ちなみに、ならないようにする対策もあります。
●引用:
「薬物を乱用すると、交通事故をおこす」
◎検証:
薬による精神への働きかけは否めませんが、薬で事故ッた人よりも
ハンバーガー食べつつマンガ読みながら事故ったひとの方が多いで
す。(多分)まず、ハンバーガーとマンガを規制したらどうでしょ
うか。他にも酒酔い運転など、酒に関するものが多数であり、酒を
規制しないのが謎です。(注:酒は乱用の対象薬物になっていない)
●引用:
「薬物を乱用すると、人格の変化がおこる」
◎検証:
当然です。精神安定剤(マイナートランキライザー)で対人恐怖を
乗り越えている方が世界に何億人いらっしゃることでしょう。
抗うつ剤で元気で明るい性格になって自殺せずにすんだ人が何人・・
というのは乱用ではないのでおいておくとしまして、乱用した場合、
人格の変化どころか崩壊する場合もありますので、「乱用」はやめ
て「正しく」使用しましょう。
実際、覚せい剤は医師によって「正しく」医療に使用されて治療に貢献
しています。その他の薬物についても同じで、アフリカやオーストラリ
アやメキシコの原住民の方々は頻繁に「正しく」使用しておられます。
●引用:
「薬物を乱用すると無気力、忍耐力の欠如、ボケ症状がおこる」
◎検証:
上にありますように、たとえば抗うつ剤なら無気力なのを治すため
にあります。

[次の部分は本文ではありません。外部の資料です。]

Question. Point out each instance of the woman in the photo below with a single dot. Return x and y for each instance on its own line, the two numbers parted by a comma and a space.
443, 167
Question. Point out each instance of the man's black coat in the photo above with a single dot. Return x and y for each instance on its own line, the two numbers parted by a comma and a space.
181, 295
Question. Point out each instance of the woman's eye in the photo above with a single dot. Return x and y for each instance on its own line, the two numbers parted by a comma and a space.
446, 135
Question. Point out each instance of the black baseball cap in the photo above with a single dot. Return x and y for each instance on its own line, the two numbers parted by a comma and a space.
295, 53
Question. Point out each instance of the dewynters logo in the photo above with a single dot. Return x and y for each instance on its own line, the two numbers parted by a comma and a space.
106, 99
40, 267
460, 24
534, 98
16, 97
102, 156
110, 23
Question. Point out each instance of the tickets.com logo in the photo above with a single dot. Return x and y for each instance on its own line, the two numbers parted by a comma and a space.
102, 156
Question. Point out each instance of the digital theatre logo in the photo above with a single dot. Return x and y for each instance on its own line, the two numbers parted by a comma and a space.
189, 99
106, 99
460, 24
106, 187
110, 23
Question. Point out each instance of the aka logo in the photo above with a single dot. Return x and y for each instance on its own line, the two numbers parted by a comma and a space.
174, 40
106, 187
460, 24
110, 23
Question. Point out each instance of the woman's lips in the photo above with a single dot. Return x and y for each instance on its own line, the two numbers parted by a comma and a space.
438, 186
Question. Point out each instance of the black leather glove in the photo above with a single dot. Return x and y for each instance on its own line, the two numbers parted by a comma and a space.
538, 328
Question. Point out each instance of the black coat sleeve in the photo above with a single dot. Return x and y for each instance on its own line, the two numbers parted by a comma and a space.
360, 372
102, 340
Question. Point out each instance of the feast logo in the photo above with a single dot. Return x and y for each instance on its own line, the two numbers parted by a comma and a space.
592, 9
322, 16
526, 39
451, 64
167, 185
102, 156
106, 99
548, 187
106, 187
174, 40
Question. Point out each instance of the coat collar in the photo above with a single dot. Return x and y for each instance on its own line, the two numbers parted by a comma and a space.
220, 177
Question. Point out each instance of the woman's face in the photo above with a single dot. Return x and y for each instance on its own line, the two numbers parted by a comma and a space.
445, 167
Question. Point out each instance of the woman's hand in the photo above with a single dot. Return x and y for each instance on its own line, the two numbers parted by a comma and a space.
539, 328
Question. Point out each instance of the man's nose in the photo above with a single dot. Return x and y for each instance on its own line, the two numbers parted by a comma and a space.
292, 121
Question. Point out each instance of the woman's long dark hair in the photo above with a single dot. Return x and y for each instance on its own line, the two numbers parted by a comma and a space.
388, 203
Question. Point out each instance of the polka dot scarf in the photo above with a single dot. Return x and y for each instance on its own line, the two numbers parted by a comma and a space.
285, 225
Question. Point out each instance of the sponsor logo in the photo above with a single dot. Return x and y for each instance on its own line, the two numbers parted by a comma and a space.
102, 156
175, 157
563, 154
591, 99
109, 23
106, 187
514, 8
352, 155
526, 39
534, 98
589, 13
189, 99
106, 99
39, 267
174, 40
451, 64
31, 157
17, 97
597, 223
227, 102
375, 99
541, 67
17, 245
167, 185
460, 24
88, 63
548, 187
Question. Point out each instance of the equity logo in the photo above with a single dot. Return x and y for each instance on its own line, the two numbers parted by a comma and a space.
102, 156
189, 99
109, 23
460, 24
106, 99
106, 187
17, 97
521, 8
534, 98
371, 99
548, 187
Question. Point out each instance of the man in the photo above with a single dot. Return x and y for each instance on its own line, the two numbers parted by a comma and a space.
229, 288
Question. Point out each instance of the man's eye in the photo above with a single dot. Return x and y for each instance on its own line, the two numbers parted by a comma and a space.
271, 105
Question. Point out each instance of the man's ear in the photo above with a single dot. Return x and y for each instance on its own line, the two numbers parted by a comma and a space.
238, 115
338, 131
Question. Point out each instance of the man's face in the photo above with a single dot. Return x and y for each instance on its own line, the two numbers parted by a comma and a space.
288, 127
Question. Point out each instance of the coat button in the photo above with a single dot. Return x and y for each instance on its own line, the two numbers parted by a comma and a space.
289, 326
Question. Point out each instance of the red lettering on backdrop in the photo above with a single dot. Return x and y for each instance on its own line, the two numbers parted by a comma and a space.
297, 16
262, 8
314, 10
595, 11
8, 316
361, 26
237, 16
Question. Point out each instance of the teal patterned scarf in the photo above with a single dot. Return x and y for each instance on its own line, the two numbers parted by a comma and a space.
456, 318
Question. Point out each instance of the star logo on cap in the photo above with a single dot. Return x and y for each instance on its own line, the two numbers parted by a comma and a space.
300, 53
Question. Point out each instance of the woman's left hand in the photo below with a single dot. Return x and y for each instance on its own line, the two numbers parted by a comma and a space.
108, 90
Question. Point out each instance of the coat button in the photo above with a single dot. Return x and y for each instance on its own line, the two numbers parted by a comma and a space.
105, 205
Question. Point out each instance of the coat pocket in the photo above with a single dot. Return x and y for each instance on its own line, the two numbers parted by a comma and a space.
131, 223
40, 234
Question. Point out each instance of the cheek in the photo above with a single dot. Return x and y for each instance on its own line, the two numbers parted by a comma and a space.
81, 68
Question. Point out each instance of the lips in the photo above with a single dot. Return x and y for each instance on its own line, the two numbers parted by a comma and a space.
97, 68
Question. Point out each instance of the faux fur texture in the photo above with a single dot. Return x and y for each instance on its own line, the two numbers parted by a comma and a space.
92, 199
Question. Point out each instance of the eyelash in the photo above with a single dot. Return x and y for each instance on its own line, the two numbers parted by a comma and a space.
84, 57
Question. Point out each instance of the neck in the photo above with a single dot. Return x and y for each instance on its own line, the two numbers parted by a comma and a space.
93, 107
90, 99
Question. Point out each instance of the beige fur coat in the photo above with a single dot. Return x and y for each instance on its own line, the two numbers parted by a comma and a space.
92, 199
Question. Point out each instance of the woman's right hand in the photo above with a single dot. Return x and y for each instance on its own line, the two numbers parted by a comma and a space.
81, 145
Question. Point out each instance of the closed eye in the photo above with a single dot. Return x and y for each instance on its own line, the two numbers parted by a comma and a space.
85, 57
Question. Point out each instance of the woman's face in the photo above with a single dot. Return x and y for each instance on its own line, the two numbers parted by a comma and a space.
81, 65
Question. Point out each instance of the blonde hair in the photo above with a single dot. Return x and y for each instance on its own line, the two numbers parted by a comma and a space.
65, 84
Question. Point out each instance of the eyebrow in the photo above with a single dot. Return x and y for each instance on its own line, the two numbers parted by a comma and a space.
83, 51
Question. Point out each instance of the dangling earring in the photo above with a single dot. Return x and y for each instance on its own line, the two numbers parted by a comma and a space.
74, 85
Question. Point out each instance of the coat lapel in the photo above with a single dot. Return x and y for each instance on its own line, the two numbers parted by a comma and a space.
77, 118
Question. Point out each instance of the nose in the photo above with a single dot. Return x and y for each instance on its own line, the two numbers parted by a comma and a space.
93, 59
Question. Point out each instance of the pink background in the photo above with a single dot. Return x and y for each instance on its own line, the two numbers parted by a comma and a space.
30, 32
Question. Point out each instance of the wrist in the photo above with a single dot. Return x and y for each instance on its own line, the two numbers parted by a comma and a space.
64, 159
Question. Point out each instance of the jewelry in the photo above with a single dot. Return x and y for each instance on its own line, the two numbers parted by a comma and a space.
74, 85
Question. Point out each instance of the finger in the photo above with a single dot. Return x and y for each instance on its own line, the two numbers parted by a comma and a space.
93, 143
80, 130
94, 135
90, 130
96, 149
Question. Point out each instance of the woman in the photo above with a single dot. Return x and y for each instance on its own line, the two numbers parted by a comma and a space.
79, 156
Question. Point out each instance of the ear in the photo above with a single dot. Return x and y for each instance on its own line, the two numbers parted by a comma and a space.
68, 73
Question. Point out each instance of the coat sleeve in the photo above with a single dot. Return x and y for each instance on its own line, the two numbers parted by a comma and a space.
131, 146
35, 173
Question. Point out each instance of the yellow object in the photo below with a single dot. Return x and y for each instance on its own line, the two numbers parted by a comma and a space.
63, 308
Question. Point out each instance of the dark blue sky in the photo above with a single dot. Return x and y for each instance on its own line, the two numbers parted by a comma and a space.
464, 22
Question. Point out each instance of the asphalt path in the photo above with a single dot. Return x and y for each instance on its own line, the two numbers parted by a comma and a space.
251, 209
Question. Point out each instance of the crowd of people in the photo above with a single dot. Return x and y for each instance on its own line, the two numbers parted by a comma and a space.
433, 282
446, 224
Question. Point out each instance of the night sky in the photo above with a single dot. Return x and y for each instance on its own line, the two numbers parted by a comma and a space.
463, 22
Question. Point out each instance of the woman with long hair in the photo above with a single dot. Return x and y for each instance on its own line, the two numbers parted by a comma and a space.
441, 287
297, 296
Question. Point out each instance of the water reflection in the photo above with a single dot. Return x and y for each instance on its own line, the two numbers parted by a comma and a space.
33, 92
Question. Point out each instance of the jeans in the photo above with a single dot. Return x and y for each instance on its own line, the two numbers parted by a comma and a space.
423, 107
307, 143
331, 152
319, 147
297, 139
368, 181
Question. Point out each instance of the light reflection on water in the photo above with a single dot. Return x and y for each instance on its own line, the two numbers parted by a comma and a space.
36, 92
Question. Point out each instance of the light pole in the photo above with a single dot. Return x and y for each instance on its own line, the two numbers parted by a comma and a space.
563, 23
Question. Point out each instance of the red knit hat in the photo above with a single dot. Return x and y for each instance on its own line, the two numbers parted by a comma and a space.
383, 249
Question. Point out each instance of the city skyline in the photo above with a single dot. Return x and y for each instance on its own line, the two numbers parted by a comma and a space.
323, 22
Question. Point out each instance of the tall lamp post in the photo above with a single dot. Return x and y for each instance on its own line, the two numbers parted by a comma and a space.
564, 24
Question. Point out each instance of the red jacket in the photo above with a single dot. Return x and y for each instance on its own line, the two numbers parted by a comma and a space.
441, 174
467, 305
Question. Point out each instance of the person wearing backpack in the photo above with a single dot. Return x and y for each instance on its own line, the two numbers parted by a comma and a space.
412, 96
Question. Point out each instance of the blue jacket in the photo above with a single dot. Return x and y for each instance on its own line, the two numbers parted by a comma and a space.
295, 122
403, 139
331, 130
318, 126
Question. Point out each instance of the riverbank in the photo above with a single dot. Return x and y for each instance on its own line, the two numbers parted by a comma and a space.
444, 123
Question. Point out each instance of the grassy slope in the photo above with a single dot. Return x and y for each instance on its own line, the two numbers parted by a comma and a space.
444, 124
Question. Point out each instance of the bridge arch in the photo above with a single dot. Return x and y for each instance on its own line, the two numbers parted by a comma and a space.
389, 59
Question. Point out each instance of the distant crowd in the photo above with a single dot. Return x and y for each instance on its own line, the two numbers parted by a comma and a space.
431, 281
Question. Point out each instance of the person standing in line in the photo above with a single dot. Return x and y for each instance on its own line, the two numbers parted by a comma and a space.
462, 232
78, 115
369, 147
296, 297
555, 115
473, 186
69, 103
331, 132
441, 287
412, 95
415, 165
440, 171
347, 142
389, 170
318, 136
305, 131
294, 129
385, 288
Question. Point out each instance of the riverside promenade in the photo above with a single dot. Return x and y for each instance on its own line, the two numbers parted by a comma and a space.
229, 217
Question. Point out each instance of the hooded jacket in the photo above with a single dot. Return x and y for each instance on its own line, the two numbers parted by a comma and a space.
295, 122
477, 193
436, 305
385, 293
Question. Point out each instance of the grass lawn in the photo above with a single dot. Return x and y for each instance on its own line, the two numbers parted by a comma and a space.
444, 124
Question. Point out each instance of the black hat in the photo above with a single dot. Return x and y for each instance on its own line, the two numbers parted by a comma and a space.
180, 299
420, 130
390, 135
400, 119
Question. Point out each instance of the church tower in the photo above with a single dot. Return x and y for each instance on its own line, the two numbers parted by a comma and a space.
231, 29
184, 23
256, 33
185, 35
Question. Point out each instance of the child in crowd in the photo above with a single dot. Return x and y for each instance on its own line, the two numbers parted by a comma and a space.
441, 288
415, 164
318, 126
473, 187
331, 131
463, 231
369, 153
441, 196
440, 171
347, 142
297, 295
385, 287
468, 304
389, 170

しかし、マリファナで無気力になるのはありますね、
ヘロインなどでも同じく。生まれつきなまけものの私などはすでに
「忍耐力が欠如」しているんですが。これも同じく耳掻きにすくえ
るかすくえないか程度です。
●引用:
「薬物を乱用すると、労働力が減少する」
◎検証:
戦時中、商品名「ヒロポン」により、工場の生産が3倍増したそう
です。そのあとでみな爆睡しますが、結局のところマイナスではな
いどころかプラスのようです。
●引用:
「ダメ。ゼッタイ。」
◎検証:
嘘です。精神的・肉体的依存性があるもので、薬物より悪いものな
どいくらでもあるのです、上記のようにチョコレートもですよ。
肥満から糖尿、組織の壊死で手足切断、鬱になって自殺、てのはま
れですがないとはいえません。タバコなど周りの人に迷惑かけるわ、
くさいわ、吸殻くるまから捨てるわでたいへんです。酒など、とこ
ろかまわずゲロ吐くわ、道路で寝るわ、警官も大変だわ、息くさい
わでこれまたいい迷惑です。
はたして、アルコールが原因でおきた犯罪と覚せい剤が原因で起きた犯
罪とどちらが多いでしょうか。いわなくてもわかりますね。酒です。
酒が「ダメ。ゼッタイ。」にならないのは、どうしてでしょうか。